Crosslinguistic quantitative syntax: Dependency length minimization and beyond
Richard Futrell (MIT)
Work with Kyle Mahowald and Ted Gibson
Tuesday 17 May 2016, 11:00–12:30
1.17 Dugald Stewart Building
Recently available crosslinguistic dependency corpora, such as those from the Universal Dependencies project, have made it possible to investigate the quantitative syntactic properties of dozens of languages. We use these corpora to test the quantitative predictions of communicative functional explanations for typological universals.
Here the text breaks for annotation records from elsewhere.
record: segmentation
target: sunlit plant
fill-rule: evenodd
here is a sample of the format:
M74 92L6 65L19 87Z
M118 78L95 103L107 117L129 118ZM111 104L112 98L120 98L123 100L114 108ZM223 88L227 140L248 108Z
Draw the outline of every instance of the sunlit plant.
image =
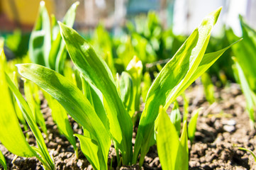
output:
M150 147L155 143L155 121L160 106L163 106L162 112L165 112L177 97L230 47L204 55L211 29L221 10L221 8L217 9L204 19L155 79L146 97L134 152L133 123L123 103L126 100L121 98L106 63L74 30L59 23L70 58L82 75L84 94L72 82L53 70L35 64L17 67L23 76L49 93L83 127L84 135L75 136L79 139L81 149L94 169L106 169L111 139L117 153L119 151L121 153L123 164L136 164L140 153L141 166ZM127 77L125 80L129 79ZM91 94L87 94L84 89L94 91L94 99L98 96L97 102L104 109L94 104L90 98Z
M42 162L45 169L55 169L55 165L47 149L44 138L40 131L32 111L21 94L5 73L6 59L3 50L0 55L0 89L3 91L0 96L0 140L11 153L19 157L35 157ZM38 147L30 147L21 130L12 102L13 94L22 111L29 128L34 135Z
One such prominent theory is dependency length minimization: various psycholinguistic theories have suggested that language is easier to produce and comprehend when distances between words linked in syntactic dependencies are short, and a functional pressure for short dependencies has been advanced as a theory to explain word order universals. In order to investigate this effect at a large scale in dependency corpora, we compare the dependency length of attested sentences to random baseline reorderings of those sentences under a series of linguistically motivated constraints. First, we establish that a dependency length minimization effect exists in over 40 languages by showing that real sentences have shorter dependency lengths than random projective reorderings with fixed and free word order. Next, we address the question of whether the observed minimization is the result of utterance-specific speaker choice (usage) or constraints on possible orders in a language (grammar). To investigate this, we develop probabilistic models to induce linearization grammars from dependency corpora, and compare the attested orders for sentences in the corpora to random grammatical orders for the same sentences under these models. In most languages, attested dependency length is shorter than this baseline as well. Subject to the limitations of the linearization models, this result suggests active dependency length minimization in usage. Finally, we discuss some of the residual variance between languages in dependency length, which cannot be explained by a simple dependency length minimization account. We show that languages have less dependency length minimization when they are head-final, morphologically complex, and/or have high degrees of word order freedom. Explaining these phenomena is a challenge for functional typology.